April 15, 2026

The honest story behind the biggest creative leap of my writing life

There is a question I have been bracing for, and it goes something like this: "Wait. You write books about Scout the goat... and now you're writing a thriller?"
Yes. And I understand the confusion completely.

The truth is, creative lives do not always follow tidy paths. Mine certainly has not. And I think there is something worth talking about in that messiness, because I suspect a lot of you have had a creative idea that felt too different, too unexpected, or too far from who people think you are. This post is for you.

The Story That Would Not Leave

Some stories ask to be written. Others demand it.

Blackwater Parish started as a persistent feeling more than a clear idea. The south I grew up connected to has a specific kind of beauty in it, the kind threaded through with Spanish moss and unanswered questions and things people choose not to speak about. I kept circling back to that feeling. The gothic tradition in southern literature has always resonated with me because it holds complexity without apology. Light and shadow exist together. Nothing is entirely what it seems.

I tried to ignore the story for a while. I told myself it did not fit. I had a brand. I had Scout. I had the bumpy pumpkin. What was I doing?

What Nursing Taught Me About Holding Complexity

Here is something I have learned in years of nursing: human beings are not one thing. A patient is not just their diagnosis. A family is not just their crisis. People contain multitudes, and the work of caring for them requires holding all of that at once.

Stories work the same way. The children's books I write are full of complexity, the complexity of a child feeling left out, the complexity of disappointment and resilience. The emotional depth required to write Scout working through his feelings at the County Fair is the same emotional intelligence required to write adult characters navigating something darker and more layered.

The genre changed.
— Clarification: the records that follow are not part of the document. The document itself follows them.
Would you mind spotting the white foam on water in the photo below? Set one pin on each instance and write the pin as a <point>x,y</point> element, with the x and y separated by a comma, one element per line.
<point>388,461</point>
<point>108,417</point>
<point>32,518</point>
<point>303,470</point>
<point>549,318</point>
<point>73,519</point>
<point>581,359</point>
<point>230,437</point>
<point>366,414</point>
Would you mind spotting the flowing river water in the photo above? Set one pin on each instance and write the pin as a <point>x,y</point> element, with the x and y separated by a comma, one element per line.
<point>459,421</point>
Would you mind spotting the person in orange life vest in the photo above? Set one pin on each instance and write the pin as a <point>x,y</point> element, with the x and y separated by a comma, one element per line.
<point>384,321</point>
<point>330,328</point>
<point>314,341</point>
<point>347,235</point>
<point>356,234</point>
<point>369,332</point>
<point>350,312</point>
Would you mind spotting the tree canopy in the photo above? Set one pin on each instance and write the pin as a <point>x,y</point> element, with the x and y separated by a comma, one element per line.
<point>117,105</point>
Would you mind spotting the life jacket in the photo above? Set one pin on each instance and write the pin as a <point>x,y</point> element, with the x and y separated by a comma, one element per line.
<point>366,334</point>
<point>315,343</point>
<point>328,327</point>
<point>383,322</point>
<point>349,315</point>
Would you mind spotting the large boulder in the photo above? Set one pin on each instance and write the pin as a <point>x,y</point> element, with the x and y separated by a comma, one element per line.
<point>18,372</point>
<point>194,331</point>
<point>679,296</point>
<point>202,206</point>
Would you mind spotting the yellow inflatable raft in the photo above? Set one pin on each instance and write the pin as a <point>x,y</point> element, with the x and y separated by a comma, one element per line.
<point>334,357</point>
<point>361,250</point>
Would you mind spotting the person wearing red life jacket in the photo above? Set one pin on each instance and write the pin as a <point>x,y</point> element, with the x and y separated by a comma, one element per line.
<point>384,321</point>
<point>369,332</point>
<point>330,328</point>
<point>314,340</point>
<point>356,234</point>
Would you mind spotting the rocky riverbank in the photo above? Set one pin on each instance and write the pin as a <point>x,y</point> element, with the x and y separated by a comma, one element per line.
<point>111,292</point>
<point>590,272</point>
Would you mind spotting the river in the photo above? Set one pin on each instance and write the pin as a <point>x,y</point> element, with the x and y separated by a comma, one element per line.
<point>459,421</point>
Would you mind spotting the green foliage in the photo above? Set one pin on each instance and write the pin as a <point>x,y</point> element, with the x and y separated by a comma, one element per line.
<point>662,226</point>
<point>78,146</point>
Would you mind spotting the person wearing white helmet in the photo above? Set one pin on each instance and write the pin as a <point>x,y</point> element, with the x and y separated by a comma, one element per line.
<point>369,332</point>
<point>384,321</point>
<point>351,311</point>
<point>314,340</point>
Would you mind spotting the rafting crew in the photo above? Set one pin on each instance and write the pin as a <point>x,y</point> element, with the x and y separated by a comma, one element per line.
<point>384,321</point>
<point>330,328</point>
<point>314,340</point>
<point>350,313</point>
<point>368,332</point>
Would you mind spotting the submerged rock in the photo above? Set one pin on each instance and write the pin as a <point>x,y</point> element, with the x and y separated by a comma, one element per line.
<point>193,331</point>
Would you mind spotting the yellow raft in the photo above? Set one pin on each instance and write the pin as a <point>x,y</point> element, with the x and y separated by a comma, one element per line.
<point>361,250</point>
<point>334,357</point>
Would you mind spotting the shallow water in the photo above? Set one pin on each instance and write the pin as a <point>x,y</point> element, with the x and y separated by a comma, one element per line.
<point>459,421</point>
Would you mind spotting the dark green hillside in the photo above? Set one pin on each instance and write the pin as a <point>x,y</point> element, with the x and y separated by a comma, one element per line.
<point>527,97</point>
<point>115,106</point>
The craft did not.

The Courage It Takes

Writing for children requires a particular kind of bravery. You have to distill big ideas into small, clean language. You have to trust a child to receive your meaning without overstating it.

Writing a southern gothic thriller requires a different kind of bravery. You have to sit with discomfort. You have to let characters be flawed in ways that cannot be neatly resolved in thirty pages. You have to trust readers with darkness.

Both require showing up authentically and writing past the fear that it might not land.

That parallel did not escape me. The same principle I write about for children, that imperfection and difference are not disqualifications, applies to my author journey too.

What This Means for the Work You Already Love

Scout is not going anywhere. The Bumpy Pumpkin is not going anywhere. The Goat on the Go series is continuing, and there are children's books ahead that I cannot wait to share.

What I am adding to that body of work is a story that reflects a different part of who I am as a writer and as a human being who has spent years watching people navigate impossible situations with grace, fear, humor, and everything in between.

Nurses see it all. And eventually, some of what we see needs somewhere to go.

Blackwater Parish is that somewhere.

The Permission We All Need

If you are someone who has ever felt like your next creative step was too unexpected, too different from what people expect of you, I want to say this directly: your creativity does not owe anyone consistency. Your story does not have to fit the box you were put in last year.

Being a children's book author made me a better thriller writer. Being a nurse made me a better storyteller across every genre. Every part of who you are informs the work, even when the work looks completely different on the outside.

The best pumpkin in the patch is the bumpy one. The best creative journey is the one that surprises even you.

Blackwater Parish is coming this summer. I hope you will be there for it.